Pour prouver que notre monde «se porte mieux», point d’interrogation, point de tout réel questionnement mais une défense indirecte des inégalités, une défense des marchés et le rôle crucial qu’y tient l’homo œconomicus, selon le credo: «Les idéaux de la raison, de la science, de l’humanisme et du progrès exigent un soutien sans faille» ou selon l’idée que le progrès économique n’est rien moins qu’impératif et que le Marché, en laissant se développer naturellement l’égoïsme, est la courroie de transmission essentielle des changements prenant place dans une société donnée. Autrement dit, faire en sorte que des milliards de personnes soient convaincues que la meilleure façon de préserver le système, c’est de tenir compte des valeurs consommatrices et de l’information véhiculée par les prix.

Ce qui rend difficile l’identification à cette vision, c’est que dans le même temps le système n’hésite pas à critiquer les «gestes» individuels; laissant entendre que nous aurions, en tant qu’individus, du mal à penser les problèmes sociaux à leur juste échelle, et que nos actions vertueuses nous «détournent du défi colossal auquel nous sommes confrontés». Mais outre le fait qu’on passe sous silence l’incitation étatique et marchande de ces actions, qui n’en sont jamais à une contradiction près, il peut donc affirmer quelques pages plus loin que l’économie est le résultat naturel de la préférence individuelle.
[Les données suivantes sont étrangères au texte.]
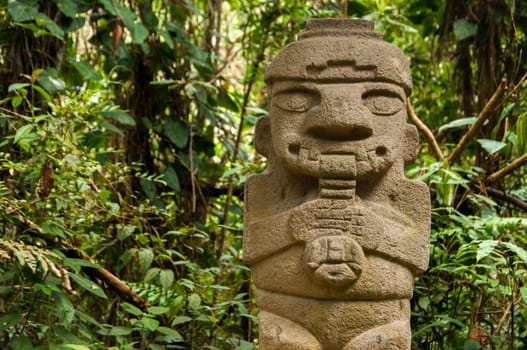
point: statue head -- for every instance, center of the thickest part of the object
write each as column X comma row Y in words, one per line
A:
column 337, row 103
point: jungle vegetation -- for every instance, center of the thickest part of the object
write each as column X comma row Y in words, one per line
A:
column 126, row 136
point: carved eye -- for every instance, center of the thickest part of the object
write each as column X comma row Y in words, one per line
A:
column 297, row 100
column 382, row 102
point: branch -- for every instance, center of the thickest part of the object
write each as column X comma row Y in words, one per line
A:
column 507, row 198
column 515, row 164
column 428, row 133
column 111, row 280
column 94, row 272
column 489, row 107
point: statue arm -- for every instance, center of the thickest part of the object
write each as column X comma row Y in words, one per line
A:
column 267, row 236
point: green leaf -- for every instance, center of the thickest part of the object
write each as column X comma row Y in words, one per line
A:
column 16, row 101
column 194, row 301
column 151, row 273
column 146, row 257
column 170, row 176
column 88, row 285
column 464, row 29
column 22, row 10
column 158, row 310
column 109, row 126
column 86, row 70
column 116, row 331
column 50, row 25
column 471, row 345
column 180, row 320
column 173, row 334
column 166, row 278
column 121, row 116
column 485, row 248
column 491, row 146
column 519, row 251
column 21, row 342
column 131, row 309
column 149, row 188
column 24, row 133
column 150, row 323
column 76, row 264
column 177, row 132
column 17, row 86
column 457, row 123
column 69, row 7
column 245, row 345
column 42, row 92
column 65, row 309
column 139, row 33
column 108, row 6
column 74, row 347
column 9, row 320
column 49, row 80
column 521, row 133
column 124, row 232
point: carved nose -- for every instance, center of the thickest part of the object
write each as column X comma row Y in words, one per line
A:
column 354, row 130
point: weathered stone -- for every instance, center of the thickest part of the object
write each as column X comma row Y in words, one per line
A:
column 334, row 232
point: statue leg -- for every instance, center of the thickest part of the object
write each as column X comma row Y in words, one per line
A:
column 279, row 333
column 390, row 336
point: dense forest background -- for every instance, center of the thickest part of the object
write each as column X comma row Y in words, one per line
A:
column 126, row 138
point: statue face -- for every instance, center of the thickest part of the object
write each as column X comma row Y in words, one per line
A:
column 344, row 130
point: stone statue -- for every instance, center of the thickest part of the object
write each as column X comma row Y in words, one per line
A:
column 334, row 232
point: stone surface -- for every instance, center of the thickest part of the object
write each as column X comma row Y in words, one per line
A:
column 334, row 232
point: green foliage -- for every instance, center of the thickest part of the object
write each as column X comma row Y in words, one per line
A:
column 127, row 130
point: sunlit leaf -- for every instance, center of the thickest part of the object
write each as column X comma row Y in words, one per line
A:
column 88, row 285
column 457, row 123
column 491, row 146
column 464, row 29
column 23, row 10
column 177, row 132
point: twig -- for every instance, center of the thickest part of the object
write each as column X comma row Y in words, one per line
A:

Nous sommes vraiment dans l'Anthropocène, cette période durant laquelle l'influence de l'humanité sur la biosphère est telle qu'elle est devenue quasiment une force géologique capable de marquer la surface de la Terre.
– Dominique Bourg

«Consommation», voici le maître-mot de la démonstration qui cherche à faire comprendre que de brûler du pétrole fait tourner la société, que l’énergie nucléaire est une énergie sûre et surtout illimitée en faisant croire que la quatrième génération de réacteurs laisserait espérer une «machine à mouvement perpétuel ne produisant aucun déchet» (sic) selon les défenseurs ‘écopragmatistes’ de l’énergie nucléaire – Stewart Brand, James Hansen, James Lovelock ou Jared Diamond pour les plus connus –, qui font remarquer à l’aide de faits «objectivés», de données statistiques savamment choisies et isolées, que rien n’est en définitive impossible aux partisans du Progrès.
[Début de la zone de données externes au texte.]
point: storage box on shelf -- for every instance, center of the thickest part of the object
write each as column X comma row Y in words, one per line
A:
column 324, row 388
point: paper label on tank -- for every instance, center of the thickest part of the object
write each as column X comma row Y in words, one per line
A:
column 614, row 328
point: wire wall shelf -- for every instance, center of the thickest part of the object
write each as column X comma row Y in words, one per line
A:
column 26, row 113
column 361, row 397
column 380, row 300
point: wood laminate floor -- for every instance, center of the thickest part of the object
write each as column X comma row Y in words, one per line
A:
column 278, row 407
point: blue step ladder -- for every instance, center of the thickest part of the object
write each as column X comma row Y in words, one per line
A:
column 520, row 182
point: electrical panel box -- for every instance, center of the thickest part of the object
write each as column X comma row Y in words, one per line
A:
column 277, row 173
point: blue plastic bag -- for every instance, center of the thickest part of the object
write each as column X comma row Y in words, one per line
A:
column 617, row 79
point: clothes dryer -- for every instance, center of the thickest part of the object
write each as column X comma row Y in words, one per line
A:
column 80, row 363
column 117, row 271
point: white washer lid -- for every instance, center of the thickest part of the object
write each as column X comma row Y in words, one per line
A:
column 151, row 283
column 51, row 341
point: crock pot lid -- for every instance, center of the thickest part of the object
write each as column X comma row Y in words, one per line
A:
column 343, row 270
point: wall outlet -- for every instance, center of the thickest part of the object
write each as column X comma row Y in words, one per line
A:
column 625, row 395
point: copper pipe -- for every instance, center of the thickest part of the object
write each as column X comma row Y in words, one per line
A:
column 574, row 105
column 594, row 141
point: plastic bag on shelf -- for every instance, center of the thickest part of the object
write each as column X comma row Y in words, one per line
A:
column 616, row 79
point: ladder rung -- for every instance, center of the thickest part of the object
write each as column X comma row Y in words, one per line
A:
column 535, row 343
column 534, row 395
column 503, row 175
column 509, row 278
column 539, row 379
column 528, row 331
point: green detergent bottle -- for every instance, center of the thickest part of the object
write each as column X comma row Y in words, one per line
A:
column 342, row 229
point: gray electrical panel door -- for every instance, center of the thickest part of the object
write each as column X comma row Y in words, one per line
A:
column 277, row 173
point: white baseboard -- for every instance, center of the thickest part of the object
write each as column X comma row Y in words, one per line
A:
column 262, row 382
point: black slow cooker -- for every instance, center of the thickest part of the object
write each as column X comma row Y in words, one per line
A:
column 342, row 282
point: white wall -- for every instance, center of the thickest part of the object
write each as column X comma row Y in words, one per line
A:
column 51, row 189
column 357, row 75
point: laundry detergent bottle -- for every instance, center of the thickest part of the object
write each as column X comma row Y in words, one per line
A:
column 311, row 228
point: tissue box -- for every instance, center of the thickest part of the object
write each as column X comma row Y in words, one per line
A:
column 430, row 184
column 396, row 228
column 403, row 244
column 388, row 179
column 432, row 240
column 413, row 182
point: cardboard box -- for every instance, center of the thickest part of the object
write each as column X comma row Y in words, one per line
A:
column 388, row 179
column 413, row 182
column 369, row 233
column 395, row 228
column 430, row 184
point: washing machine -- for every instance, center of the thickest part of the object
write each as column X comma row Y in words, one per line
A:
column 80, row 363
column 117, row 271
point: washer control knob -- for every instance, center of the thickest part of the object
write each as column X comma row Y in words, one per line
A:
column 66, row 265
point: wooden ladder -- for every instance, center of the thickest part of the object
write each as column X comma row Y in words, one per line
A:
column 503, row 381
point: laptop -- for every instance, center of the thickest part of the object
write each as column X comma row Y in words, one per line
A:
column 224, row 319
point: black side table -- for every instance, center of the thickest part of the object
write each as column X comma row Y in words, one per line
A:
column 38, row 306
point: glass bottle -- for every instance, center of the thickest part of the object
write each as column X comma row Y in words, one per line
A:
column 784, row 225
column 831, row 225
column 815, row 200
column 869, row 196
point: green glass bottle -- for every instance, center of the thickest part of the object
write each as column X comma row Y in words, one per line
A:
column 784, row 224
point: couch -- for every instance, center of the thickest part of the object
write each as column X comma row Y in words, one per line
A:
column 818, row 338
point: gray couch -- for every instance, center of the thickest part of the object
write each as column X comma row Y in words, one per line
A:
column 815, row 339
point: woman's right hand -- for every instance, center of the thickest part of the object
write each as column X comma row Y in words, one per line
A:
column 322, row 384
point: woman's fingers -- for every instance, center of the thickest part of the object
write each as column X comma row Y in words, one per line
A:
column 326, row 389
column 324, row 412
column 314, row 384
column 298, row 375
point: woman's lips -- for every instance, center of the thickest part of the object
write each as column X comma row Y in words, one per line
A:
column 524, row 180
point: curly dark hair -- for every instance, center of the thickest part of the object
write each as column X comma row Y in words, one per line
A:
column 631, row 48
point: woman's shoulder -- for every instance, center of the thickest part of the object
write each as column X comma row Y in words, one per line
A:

C’est aussi pour cette raison que le système n’a nul besoin de recourir à la magie pour affirmer sans ciller que la «protection de l’environnement est compatible avec la croissance économique», qu’il existe un degré optimal de pollution, que le CO2 est bénéfique, que l’intelligence artificielle est inéluctable et que le processus de dématérialisation numérique est un «ami de la Terre»…
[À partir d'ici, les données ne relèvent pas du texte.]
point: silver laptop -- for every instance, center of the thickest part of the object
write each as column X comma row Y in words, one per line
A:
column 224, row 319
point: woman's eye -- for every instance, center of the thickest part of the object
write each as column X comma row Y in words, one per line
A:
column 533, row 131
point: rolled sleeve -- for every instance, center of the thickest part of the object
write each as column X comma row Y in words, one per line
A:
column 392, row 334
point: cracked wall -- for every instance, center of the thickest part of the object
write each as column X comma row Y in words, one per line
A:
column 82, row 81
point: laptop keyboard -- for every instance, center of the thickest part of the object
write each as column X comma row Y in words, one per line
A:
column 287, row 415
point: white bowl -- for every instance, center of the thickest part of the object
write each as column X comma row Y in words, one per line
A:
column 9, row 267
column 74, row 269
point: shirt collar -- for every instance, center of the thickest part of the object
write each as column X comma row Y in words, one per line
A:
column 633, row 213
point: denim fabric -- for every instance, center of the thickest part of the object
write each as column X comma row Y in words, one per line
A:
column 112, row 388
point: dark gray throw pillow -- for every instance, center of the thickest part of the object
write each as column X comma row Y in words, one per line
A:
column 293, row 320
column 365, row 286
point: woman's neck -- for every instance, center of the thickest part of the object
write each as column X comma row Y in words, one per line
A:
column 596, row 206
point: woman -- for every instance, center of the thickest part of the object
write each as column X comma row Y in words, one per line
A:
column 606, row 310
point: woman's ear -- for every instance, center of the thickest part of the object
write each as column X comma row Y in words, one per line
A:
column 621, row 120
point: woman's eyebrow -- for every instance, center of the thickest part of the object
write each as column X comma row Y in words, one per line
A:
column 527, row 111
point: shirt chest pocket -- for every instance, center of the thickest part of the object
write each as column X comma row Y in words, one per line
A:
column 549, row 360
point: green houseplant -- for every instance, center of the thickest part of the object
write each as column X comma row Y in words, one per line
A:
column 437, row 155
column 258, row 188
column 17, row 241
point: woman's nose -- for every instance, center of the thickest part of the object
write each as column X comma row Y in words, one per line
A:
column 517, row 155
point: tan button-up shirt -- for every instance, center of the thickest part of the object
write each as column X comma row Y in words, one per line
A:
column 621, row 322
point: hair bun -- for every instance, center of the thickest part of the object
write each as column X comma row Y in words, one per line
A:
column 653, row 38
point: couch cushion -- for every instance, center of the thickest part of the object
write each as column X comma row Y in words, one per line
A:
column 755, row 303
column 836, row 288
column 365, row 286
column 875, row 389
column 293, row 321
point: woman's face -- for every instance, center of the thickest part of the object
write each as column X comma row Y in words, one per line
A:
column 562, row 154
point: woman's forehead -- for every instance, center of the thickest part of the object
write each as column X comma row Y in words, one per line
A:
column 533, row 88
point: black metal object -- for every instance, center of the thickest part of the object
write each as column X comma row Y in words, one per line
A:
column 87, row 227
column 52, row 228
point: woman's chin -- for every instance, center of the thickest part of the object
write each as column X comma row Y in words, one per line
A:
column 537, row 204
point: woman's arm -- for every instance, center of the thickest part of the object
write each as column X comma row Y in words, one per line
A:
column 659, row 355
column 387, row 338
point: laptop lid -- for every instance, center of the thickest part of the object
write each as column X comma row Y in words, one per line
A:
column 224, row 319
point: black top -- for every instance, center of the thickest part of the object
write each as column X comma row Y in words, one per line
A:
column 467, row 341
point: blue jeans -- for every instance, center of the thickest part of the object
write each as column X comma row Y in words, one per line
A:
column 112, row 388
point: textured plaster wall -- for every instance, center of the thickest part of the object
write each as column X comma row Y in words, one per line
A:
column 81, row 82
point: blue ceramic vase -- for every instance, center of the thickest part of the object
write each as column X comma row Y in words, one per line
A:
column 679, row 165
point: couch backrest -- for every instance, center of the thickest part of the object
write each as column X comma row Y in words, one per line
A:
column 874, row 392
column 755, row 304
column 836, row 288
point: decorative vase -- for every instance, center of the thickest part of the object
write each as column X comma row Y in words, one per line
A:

Si la société que défend le plus objectivement du monde – et le cœur sur la main – les défenseurs autoproclamés du système, paraît réellement incapable de faire fausse route, c’est qu’ici il n’est pas tant question de théorie que d’idéologie, de vision que de visée. Pris d’une peur panique de tout ce qui viendrait contredire leur propre lecture de l’histoire, les tenants du néolibéralisme ânonnent mantras sur mantras. Ils tentent, comme l’a fort justement remarqué Dominique Bourg dans «Le marché contre l’humanité», de nous convaincre que le Marché en tant que supposée «instance suprême, neutre et impartiale» ne peut qu’orienter la société vers ce qu’il y a de meilleur. Qu’ils cherchent à se convaincre eux-mêmes en même temps que le grand public ne fait aucun doute. Que, ce faisant, ils provoquent malgré eux un sursaut de conscience critique qui est quand même signe que l’édifice est bien plus fragile qu’on ne le pense.

Propos rapportés par Georges Tafelmacher

 


D’après l’article du «Courrier» du mardi 29 octobre 2019 d’Alexandre Chollier, géographe et enseignant. Steven Pinker dans «Le triomphe des Lumières: pourquoi il faut défendre la raison, la science et l’humanisme» (Les Arènes, 2018). Dominique Bourg dans «Le marché contre l’humanité» (PUF, 2019).